NI High Court: Personal injury settlement does not form part of bankruptcy estate
Northern Ireland’s High Court has determined that a personal injury settlement which a man received two years before his bankruptcy did not form part of the bankruptcy estate.
The court found that the sum satisfied a statutory exception, and should be excluded because it represented provisions necessary for satisfying the basic domestic needs of the bankrupt and his family.
The bankrupt involved in this case obtained substantial personal injury damages two years prior to his bankruptcy. The trustee brought an application seeking the court’s direction as to whether the damages constituted “property” forming part of the bankruptcy estate, to be realised for the benefit of the bankrupt’s creditors.
The application was brought pursuant to articles 334(1) and 276(2) of the Insolvency (Northern Ireland) Order 1989, which together allow a trustee to apply to the court for guidance and directions on any issue arising in any bankruptcy.
In July 2010, the bankrupt was involved in a serious road traffic accident, where he sustained life-threatening injuries. He was rendered permanently blind and subsequently lost an eye. He was 49 years old at the time of the accident.
He sought both general and special damages, the latter of which related to his past, present and future care costs. In May 2016, the bankrupt received a total settlement of £719,009.26.
In 2018, during a Preliminary Examination interview with the bankrupt, the bankrupt did not disclose any information about the personal injury claim to the Official Receiver.
The trustee’s statutory investigations later revealed the history of the personal injury claim and the damages obtained by the bankrupt. The investigations also revealed that by 2018 the bankrupt had disbursed all but a nominal amount of the damages from his bank accounts, paying significant sums to close family members.
The bankrupt contended that his personal injury claim was peculiarly personal to him and that any damages arising from it were excluded by law from his bankruptcy.
The trustee argued that the statutory definition of “property” in article 2(2) of the 1989 Order was so wide as to include such property, meaning it formed part of the bankruptcy estate.
This definition includes tangible and intangible assets, cash, money in bank accounts, and choses in action (for example, a personal injury claim).
The court noted that while article 2(2) defines property included in a bankruptcy estate, article 11(2) of the Order provides that certain property is excluded from the bankrupt’s estate, which includes, “provisions as are necessary for satisfying the basic domestic needs of the bankrupt and his family.”
In assessing the nature of the personal damages, the court also drew a distinction between actions which are personal to the bankrupt and those which relate to or include his property.
The court considered Ord v Upton  Ch.352 CA. In that case, the bankrupt sued a doctor alleging negligent treatment received by him prior to bankruptcy. The bankrupt claimed damages for pain and suffering as well as damages for past and future earnings.
That court held that such a claim was a hybrid claim as it was in part personal and in part relating to property.
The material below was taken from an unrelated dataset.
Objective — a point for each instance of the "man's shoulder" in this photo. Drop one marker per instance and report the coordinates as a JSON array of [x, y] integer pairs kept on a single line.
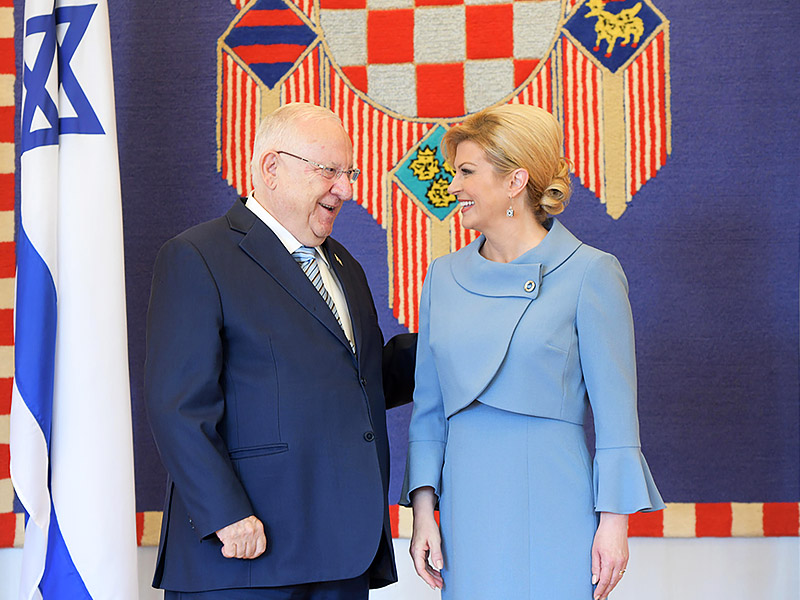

As such, the action vested solely in the bankrupt’s trustee with the trustee being entitled to retain damages awarded for past and future loss of earnings but holding any damages for pain and suffering on constructive trust for the bankrupt
In this case, the evidence “clearly showed” that his ability to care for himself on a day-to-day basis was extremely limited and that he would require daily and constant care for the rest of his life.
Further, the evidence showed that the bankrupt’s care was primarily being provided by close family members, including those alluded in the trustee’s application.
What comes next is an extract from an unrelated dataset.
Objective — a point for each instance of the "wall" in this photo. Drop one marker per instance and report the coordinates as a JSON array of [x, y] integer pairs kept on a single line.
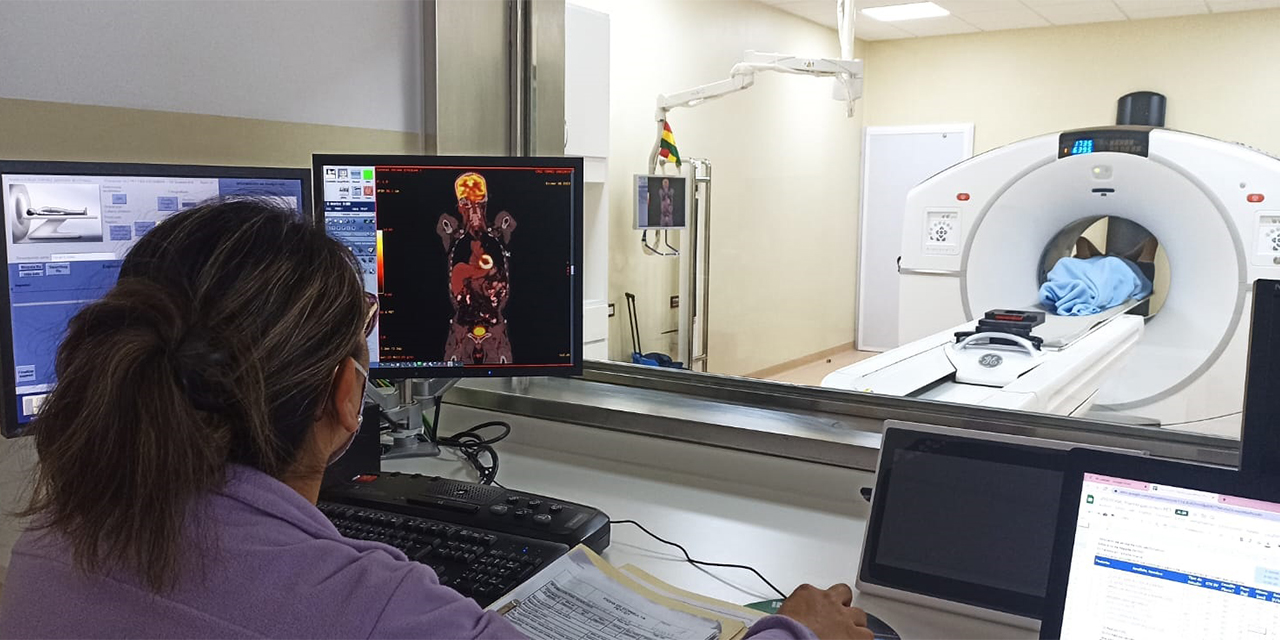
[[785, 181], [268, 59], [1217, 72], [213, 82]]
Therefore, the bankrupt’s personal injury claim was a personal rather than a hybrid action. Having reached this conclusion, the judge determined that the damages flowing from that claim were personal to the bankrupt and thus excluded from his bankruptcy estate, unless they had since been converted into some other form of property in which he had a clear interest.
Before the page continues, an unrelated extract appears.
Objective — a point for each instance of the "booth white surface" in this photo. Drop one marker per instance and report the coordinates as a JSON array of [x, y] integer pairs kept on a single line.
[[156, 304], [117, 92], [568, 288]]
The court found that this conclusion echoed Re Wilson Ex parte Vine  8 Ch.D.364:
“if the bankrupt had accumulated the money and had invested it in some property, that property might be reached by the trustee. But the fact that he could do that does not enable the trustee to intercept the damages before they reach the bankrupt’s hands, or to prevent him, if he has got them, from spending them on the maintenance of himself and his family.”
Although it was ultimately unclear how much of the damages was attributable to care costs, the court nonetheless determined that the care costs came within the statutory exemption contained within article 11(2), “provisions necessary to satisfy the basic domestic needs of the bankrupt and his family”.
Ultimately, for these reasons, the court answered the trustee’s application in negative. The bankrupt was free to make payments or financial gifts to third parties from his damages, as those monies were personal to him, and excluded from the bankruptcy estate.